= Gabbi Kosmidis =

Greek-born Canadian voice actress

Gabbi Kosmidis is a Greek/Canadian actor, known for their on camera and voice over work, particularly the parts of Caroline Stewart in Fellow Travelers (miniseries), Gracie in Night of the Zoopocalypse and Isabel Armstrong in Unicorn Academy.

==Biography==
Kosmidis was raised in Greece and grew up in Saronida. They came to Canada when they were 10 and moved to Toronto to pursue acting, graduating from Humber College's theatre arts program.

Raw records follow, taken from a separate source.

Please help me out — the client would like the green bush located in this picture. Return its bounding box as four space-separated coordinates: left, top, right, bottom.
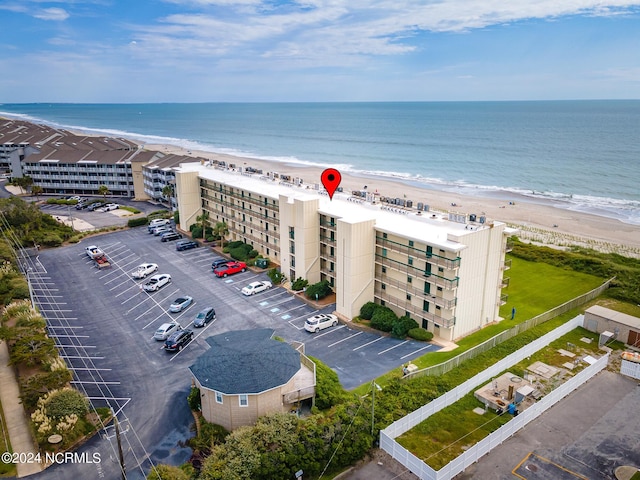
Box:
191 224 202 238
305 280 332 300
46 388 89 418
291 277 309 292
391 315 419 338
267 268 285 285
360 302 381 320
127 217 149 228
407 327 433 342
371 306 398 332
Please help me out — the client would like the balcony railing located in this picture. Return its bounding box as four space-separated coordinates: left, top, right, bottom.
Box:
374 287 456 328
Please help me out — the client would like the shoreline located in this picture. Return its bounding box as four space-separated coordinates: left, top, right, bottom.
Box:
145 140 640 258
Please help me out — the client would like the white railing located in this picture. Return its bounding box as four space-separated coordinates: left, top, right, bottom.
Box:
380 315 609 480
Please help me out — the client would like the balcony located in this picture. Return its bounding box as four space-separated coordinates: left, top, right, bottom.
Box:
374 287 456 328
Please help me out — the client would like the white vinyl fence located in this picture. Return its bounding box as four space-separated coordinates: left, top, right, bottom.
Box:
380 315 609 480
620 360 640 379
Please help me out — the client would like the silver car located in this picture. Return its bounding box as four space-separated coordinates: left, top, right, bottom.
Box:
153 322 182 341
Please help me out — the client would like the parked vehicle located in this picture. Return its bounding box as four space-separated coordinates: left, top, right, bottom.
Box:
84 245 104 259
304 313 338 333
131 263 158 280
153 322 182 341
242 280 273 296
193 307 216 328
147 218 171 233
153 225 173 237
169 295 193 313
176 240 200 252
144 273 171 292
87 202 104 212
213 262 247 277
164 330 193 352
211 258 229 271
160 232 182 242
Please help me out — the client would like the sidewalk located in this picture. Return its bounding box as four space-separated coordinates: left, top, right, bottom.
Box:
0 341 42 478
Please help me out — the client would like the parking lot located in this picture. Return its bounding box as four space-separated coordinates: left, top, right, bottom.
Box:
22 216 436 479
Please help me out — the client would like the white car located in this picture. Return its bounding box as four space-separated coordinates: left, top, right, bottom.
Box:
96 203 120 212
131 263 158 280
304 313 338 333
242 280 273 295
153 322 182 341
144 273 171 292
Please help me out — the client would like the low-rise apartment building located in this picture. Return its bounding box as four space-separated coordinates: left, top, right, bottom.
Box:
176 163 515 340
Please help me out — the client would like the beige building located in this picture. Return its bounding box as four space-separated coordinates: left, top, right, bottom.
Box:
189 328 316 430
176 162 516 340
584 305 640 348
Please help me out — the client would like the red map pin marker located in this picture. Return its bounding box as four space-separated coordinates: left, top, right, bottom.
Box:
320 168 342 200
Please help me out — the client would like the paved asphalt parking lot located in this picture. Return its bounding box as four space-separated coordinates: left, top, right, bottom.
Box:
21 204 437 480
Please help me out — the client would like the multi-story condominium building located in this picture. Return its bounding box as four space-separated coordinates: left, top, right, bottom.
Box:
0 119 204 201
176 164 515 340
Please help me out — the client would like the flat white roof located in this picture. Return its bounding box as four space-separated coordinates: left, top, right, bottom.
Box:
178 163 503 251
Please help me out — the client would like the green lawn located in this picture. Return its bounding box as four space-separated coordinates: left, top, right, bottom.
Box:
353 257 608 395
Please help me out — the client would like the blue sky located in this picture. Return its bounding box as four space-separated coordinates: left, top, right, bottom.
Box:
0 0 640 103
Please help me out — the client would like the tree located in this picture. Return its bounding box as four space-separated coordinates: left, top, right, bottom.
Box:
98 185 111 200
196 210 211 239
31 185 44 200
213 222 229 248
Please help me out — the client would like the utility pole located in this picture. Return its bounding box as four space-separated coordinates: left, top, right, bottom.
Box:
111 408 127 480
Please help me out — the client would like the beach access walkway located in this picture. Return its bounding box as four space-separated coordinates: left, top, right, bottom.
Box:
0 341 42 478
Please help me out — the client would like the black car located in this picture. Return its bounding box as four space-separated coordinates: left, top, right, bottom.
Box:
164 330 193 352
160 232 182 242
193 307 216 328
211 258 229 270
176 240 200 252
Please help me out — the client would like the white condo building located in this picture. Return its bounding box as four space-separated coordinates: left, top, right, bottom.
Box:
175 163 516 340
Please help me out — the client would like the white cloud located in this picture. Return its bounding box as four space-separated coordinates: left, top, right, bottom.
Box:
32 7 69 22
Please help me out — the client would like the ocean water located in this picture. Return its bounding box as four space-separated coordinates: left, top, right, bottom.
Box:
0 100 640 225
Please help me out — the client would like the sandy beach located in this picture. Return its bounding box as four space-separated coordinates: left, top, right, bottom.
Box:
144 144 640 257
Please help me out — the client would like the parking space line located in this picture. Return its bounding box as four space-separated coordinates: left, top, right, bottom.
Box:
69 380 120 385
327 332 363 347
378 340 409 355
313 325 344 338
353 337 384 352
60 353 104 360
400 345 433 360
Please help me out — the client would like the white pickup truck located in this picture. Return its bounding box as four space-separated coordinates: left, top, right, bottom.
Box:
84 245 104 259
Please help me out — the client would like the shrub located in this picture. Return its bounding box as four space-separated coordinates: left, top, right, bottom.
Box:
407 327 433 342
127 217 149 228
360 302 381 320
305 280 332 300
391 315 419 338
190 224 202 238
267 268 285 285
291 277 309 292
46 388 89 418
371 306 398 332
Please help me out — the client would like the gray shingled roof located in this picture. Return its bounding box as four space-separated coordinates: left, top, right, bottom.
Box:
189 328 300 395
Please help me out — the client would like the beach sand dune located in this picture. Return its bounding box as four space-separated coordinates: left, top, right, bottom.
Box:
145 145 640 257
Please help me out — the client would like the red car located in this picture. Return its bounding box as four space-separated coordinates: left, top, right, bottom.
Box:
213 262 247 277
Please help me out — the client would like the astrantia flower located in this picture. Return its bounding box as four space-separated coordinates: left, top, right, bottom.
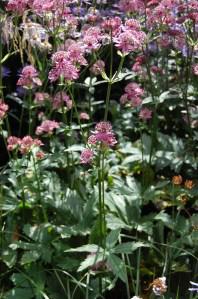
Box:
88 121 117 146
52 91 73 110
80 148 94 164
6 0 29 14
192 63 198 76
114 30 146 55
48 51 79 82
152 277 167 296
17 65 42 89
139 108 152 120
0 99 8 120
19 136 43 154
36 120 60 135
7 136 43 154
90 59 105 76
119 0 144 13
34 92 50 105
7 136 21 151
188 281 198 293
80 112 90 120
2 66 11 78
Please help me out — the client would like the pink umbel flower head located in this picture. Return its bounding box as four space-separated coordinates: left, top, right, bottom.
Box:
52 91 73 110
114 30 146 55
80 148 94 164
90 59 105 76
17 65 42 89
36 120 60 135
48 51 79 82
7 136 43 154
7 136 21 151
19 136 43 154
192 63 198 76
124 83 144 99
0 99 8 120
34 92 50 105
6 0 29 15
88 121 117 147
80 112 90 120
139 108 152 120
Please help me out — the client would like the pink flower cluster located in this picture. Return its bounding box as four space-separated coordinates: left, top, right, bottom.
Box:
0 99 8 120
17 65 42 89
113 19 146 55
120 83 144 107
119 0 145 13
36 120 60 135
48 51 79 82
7 136 43 154
80 121 117 164
6 0 72 14
80 148 94 164
120 82 152 120
34 92 50 105
88 121 117 147
52 91 73 110
6 0 29 14
90 59 105 76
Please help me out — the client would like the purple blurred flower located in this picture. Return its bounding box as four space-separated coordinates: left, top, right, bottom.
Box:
188 281 198 293
16 86 27 97
2 66 11 78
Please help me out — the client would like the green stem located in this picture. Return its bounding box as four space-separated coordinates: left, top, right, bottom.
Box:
68 86 86 143
32 154 48 223
101 152 106 248
28 90 32 136
98 167 103 246
135 248 141 296
104 31 113 121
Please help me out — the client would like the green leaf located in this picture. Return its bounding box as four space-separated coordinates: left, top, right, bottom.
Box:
78 253 105 272
5 288 34 299
20 250 41 265
107 254 127 283
64 244 103 253
1 50 19 63
154 211 173 228
113 242 150 254
106 228 120 249
1 248 17 268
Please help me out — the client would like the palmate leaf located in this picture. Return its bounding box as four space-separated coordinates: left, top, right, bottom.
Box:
78 253 105 272
64 244 103 253
20 250 41 265
5 288 34 299
106 228 120 249
107 254 127 283
113 242 150 254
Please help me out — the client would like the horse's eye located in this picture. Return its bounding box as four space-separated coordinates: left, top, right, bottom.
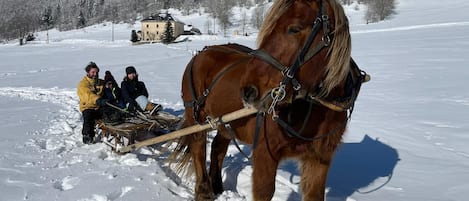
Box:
288 26 301 34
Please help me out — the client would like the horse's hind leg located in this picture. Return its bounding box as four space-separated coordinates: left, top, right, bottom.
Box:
190 132 214 201
301 157 330 201
209 133 230 195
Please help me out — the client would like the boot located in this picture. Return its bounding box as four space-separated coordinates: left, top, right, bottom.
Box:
83 135 93 144
145 102 163 116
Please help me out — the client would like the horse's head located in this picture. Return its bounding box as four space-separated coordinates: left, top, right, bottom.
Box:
258 0 351 96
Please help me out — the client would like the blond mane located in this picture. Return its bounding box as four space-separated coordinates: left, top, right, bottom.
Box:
257 0 352 96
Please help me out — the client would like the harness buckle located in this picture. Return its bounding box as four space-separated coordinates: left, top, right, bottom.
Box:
267 84 287 116
202 89 210 97
322 34 331 47
205 116 217 129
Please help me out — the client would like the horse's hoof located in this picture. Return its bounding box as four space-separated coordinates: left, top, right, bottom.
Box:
195 193 215 201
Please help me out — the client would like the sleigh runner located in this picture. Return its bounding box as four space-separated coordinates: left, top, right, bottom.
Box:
96 108 181 153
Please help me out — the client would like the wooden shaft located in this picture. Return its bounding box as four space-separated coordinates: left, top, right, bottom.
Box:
117 108 257 153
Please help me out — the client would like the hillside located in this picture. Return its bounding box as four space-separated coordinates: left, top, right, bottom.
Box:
0 0 469 201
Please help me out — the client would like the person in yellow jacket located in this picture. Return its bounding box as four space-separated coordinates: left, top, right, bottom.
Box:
77 62 107 144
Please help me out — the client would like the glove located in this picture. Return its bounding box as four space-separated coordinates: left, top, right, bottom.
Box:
96 98 109 106
129 103 143 112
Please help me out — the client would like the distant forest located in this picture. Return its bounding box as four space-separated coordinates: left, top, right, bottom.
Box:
0 0 394 41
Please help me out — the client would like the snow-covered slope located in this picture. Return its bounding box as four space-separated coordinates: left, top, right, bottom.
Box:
0 0 469 201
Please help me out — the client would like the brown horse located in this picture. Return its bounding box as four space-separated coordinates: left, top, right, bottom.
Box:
171 0 366 201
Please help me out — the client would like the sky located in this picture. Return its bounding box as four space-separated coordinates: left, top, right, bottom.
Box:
0 0 469 201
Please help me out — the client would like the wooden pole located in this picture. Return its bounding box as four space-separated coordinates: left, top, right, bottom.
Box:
117 108 257 154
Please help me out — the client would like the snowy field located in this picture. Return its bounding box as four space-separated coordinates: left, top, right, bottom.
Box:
0 0 469 201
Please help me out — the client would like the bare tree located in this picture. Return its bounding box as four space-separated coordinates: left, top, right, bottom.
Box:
251 5 266 29
365 0 395 23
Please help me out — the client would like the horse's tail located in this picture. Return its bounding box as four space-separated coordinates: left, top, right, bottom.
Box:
168 118 194 176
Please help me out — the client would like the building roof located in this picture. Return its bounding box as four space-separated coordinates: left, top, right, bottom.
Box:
141 13 184 24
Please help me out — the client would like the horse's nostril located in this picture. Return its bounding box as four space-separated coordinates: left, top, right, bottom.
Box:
242 85 259 103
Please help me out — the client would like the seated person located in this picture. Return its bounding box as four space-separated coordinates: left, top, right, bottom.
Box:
121 66 162 116
103 71 125 109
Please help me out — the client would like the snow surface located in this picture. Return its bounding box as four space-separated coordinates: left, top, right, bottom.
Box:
0 0 469 201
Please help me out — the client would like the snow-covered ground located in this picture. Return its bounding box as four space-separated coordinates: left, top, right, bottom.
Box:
0 0 469 201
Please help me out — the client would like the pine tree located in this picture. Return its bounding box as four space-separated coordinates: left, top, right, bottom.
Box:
162 19 176 44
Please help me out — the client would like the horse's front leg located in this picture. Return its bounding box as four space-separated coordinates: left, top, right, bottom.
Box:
190 132 215 201
300 154 332 201
209 133 230 195
251 141 278 201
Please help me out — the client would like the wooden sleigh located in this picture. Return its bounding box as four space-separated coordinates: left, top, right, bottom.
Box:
96 111 181 153
96 108 257 154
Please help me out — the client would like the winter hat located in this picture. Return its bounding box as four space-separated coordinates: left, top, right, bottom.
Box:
104 71 116 84
125 66 137 75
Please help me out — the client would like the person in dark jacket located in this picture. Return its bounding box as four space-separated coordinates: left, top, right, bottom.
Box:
121 66 161 115
103 71 125 109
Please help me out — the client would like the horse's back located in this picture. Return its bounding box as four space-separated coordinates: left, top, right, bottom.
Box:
182 43 252 118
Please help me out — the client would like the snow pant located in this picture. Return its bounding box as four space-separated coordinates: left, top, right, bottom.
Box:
81 109 101 144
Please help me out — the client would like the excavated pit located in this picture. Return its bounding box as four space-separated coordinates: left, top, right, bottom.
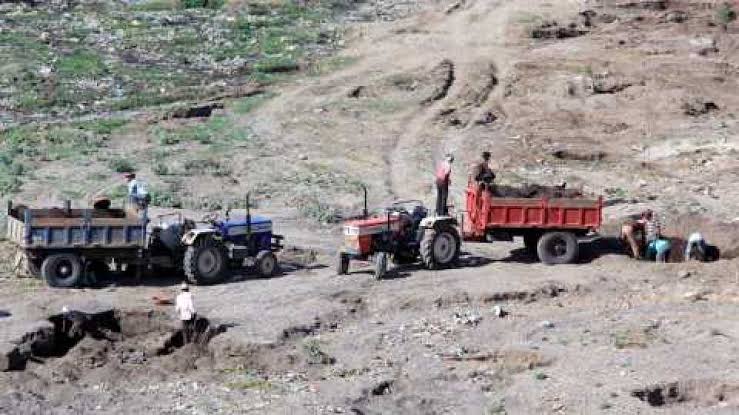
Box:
7 309 227 374
631 379 739 408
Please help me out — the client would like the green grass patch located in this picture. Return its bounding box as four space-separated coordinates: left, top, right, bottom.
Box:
131 0 182 12
108 157 136 173
56 49 106 77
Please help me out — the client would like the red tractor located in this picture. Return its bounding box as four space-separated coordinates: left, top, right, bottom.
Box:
336 190 461 279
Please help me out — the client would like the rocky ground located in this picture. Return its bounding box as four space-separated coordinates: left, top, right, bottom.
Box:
0 0 739 414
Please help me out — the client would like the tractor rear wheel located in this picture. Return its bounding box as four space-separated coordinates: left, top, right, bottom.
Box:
375 252 388 280
41 254 83 288
336 252 349 275
256 251 277 278
419 226 461 269
183 238 228 285
536 232 579 265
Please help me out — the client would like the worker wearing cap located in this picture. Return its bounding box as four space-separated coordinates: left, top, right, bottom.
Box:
435 154 454 216
174 282 195 343
621 209 670 262
123 173 151 210
472 151 495 191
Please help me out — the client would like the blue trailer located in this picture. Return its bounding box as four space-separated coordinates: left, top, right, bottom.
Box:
7 198 283 287
7 202 147 287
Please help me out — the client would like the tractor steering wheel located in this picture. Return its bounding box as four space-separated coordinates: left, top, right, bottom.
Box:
200 212 218 223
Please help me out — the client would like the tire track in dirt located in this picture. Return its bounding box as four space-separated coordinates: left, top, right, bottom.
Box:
389 1 526 202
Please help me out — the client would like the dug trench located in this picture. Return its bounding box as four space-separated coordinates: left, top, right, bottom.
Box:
5 309 228 383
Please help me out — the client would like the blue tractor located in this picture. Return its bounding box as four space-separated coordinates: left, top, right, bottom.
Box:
175 195 283 284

They are part of the LGBTQIA2 community and identify as nonbinary.

==Notable performances==
===Film===
- In 2024, Kosmidis voiced the lead role of Gracie (a timber wolf) in the animated film Night of the Zoopocalypse. Rodrigo Perez-Castro, one of the film's directors, said, "We auditioned a lot of people to voice our lead, Gracie. When we heard Gabbi's voice, we immediately knew she would be perfect". A reviewer in the film's target audience said that "Kosmidis really brings the character to life through her voice acting". Kosmidis won an ACTRA Toronto award (in the Outstanding Performance – Gender Non-Conforming or Female Voice category) in 2026 for their performance.

===Television===
- In 2023, billed as Gabriella Kosmidis, they voiced the main role of Isabel Armstrong in Netflix's Unicorn Academy.

===Video games===
- In 2020, they voiced Hestia in the video game Immortals Fenyx Rising.